死の森の上に築かれた、アレスの「一糸乱れぬ結界」。その天蓋のような結界には、瑠璃色と銀色の星々が音もなく滑り落ち、淡い尾を引いては消えていく。落ちた星は地面に触れる寸前で花びらのような光片となり、黒く朽ちた土を覆う白百合の群れへと溶け込む。枯れ木の幹には金糸のように細い蔦が這い、沼は鏡のように澄み渡り、薄紫の絹のような毒霧が漂う。月のない夜を、優雅な庭園そのものへと変貌させる。

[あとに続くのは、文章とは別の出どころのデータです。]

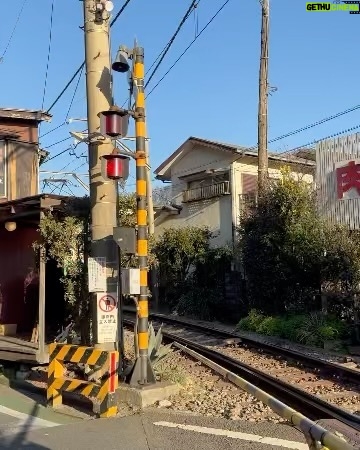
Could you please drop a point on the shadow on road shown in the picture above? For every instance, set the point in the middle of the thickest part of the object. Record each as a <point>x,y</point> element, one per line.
<point>19,439</point>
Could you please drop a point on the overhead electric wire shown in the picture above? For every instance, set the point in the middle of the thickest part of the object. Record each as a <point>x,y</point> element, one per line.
<point>315,124</point>
<point>59,142</point>
<point>189,46</point>
<point>49,53</point>
<point>58,154</point>
<point>68,111</point>
<point>13,31</point>
<point>66,87</point>
<point>119,13</point>
<point>172,39</point>
<point>83,64</point>
<point>316,141</point>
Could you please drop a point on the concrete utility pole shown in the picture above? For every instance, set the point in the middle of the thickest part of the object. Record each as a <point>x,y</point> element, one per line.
<point>102,193</point>
<point>151,225</point>
<point>263,173</point>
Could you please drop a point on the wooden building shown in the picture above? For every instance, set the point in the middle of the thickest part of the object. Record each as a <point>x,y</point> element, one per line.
<point>22,275</point>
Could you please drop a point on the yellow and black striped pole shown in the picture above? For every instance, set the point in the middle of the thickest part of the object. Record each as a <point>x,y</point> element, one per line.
<point>143,373</point>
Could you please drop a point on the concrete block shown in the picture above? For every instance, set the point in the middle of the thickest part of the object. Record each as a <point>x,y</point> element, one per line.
<point>143,397</point>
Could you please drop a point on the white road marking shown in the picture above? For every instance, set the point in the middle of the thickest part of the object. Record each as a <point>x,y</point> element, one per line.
<point>237,435</point>
<point>27,418</point>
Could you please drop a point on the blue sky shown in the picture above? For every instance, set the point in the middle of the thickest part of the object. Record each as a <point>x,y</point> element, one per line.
<point>213,91</point>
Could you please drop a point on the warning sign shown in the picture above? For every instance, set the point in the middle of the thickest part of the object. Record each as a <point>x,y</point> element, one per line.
<point>97,274</point>
<point>107,303</point>
<point>106,318</point>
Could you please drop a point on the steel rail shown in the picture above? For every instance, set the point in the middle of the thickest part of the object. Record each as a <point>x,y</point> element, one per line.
<point>308,404</point>
<point>344,373</point>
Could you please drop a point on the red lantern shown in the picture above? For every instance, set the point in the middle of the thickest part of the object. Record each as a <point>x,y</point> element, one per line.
<point>114,123</point>
<point>115,167</point>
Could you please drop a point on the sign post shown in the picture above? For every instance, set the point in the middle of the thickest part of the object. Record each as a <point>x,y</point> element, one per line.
<point>107,317</point>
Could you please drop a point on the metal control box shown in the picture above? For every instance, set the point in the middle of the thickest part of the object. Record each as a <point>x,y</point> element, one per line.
<point>130,281</point>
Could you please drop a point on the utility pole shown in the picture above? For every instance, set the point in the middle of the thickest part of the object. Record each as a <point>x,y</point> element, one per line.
<point>102,193</point>
<point>151,225</point>
<point>263,175</point>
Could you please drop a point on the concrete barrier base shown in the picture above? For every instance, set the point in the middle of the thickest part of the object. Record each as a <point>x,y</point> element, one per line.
<point>143,397</point>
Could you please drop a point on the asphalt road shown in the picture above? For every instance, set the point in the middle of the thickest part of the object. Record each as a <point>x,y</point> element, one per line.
<point>25,423</point>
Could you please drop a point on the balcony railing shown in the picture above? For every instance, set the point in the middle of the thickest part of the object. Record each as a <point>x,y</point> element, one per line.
<point>206,192</point>
<point>248,201</point>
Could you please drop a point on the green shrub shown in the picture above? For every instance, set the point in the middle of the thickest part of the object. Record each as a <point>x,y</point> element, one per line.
<point>290,327</point>
<point>270,326</point>
<point>251,322</point>
<point>199,302</point>
<point>313,329</point>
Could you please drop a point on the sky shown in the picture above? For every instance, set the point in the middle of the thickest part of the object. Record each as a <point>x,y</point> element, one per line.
<point>212,92</point>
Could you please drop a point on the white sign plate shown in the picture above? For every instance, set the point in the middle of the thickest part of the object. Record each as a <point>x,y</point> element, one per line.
<point>97,274</point>
<point>106,317</point>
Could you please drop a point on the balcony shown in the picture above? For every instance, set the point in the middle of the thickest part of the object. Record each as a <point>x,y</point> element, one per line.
<point>206,192</point>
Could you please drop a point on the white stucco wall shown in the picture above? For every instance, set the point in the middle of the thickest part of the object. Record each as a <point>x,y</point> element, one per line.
<point>219,214</point>
<point>216,213</point>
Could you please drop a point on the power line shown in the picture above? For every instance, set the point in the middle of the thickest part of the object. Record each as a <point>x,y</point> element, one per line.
<point>66,87</point>
<point>58,154</point>
<point>171,41</point>
<point>74,94</point>
<point>49,53</point>
<point>83,64</point>
<point>315,124</point>
<point>13,31</point>
<point>53,129</point>
<point>58,142</point>
<point>189,46</point>
<point>120,12</point>
<point>68,111</point>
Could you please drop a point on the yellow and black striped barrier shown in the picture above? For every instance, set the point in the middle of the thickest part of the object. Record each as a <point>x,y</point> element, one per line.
<point>103,392</point>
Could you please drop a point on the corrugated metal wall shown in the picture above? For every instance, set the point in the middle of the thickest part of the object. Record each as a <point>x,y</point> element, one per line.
<point>330,155</point>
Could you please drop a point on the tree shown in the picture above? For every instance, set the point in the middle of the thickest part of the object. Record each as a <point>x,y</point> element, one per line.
<point>289,252</point>
<point>191,271</point>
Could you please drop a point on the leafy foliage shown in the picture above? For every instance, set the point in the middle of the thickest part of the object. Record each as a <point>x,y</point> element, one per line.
<point>66,242</point>
<point>157,351</point>
<point>191,271</point>
<point>310,329</point>
<point>288,252</point>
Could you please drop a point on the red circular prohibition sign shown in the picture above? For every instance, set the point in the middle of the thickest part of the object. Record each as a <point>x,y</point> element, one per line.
<point>107,303</point>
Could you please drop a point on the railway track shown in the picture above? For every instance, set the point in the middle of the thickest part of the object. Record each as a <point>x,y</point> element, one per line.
<point>209,342</point>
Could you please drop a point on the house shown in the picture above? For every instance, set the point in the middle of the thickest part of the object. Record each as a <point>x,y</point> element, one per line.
<point>19,152</point>
<point>22,276</point>
<point>212,181</point>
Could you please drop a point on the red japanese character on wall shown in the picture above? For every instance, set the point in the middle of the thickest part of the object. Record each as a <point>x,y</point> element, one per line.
<point>348,177</point>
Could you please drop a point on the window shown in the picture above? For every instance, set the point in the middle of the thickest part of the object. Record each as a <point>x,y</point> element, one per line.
<point>2,169</point>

だが、その繊細な世界は、すでに悲鳴を上げ始めている。


空の端から端まで、細く走る亀裂があった。最初は髪の毛ほどの細さだったそれが、いまや雷光のように枝分かれしながら広がり、透明な天蓋の内側で青白くちらついている。亀裂の向こうから、死の森本来の臭気がじわりと染み出してきた。腐肉の匂い、湿った灰の匂い、魔王軍の瘴気、焦げた獣の毛皮の匂いが混ざり合う。アレスが織り成した無謬の光景の下に隠されていたものが、爪を立てて戻ろうとする。


遠くで、再び衝撃が走る。


「またか……」


低く唸る大地の震えが白百合の野を揺らした。花びらは一斉に震え、星屑の光を散らして砕ける。結界の外縁で、魔王軍の攻城魔術が炸裂した。黒緑色の炎が空に映え、透明な壁の向こうで巨大な影がうねる。角を生やした魔獣、腐った翼の飛竜、鎖で繋がれた骨の巨人。彼らは結界に触れるたび、アレスの組んだ守りの幾何学模様に焼かれ、肉を裂かれ、苦悶の声を上げて後退するのだ。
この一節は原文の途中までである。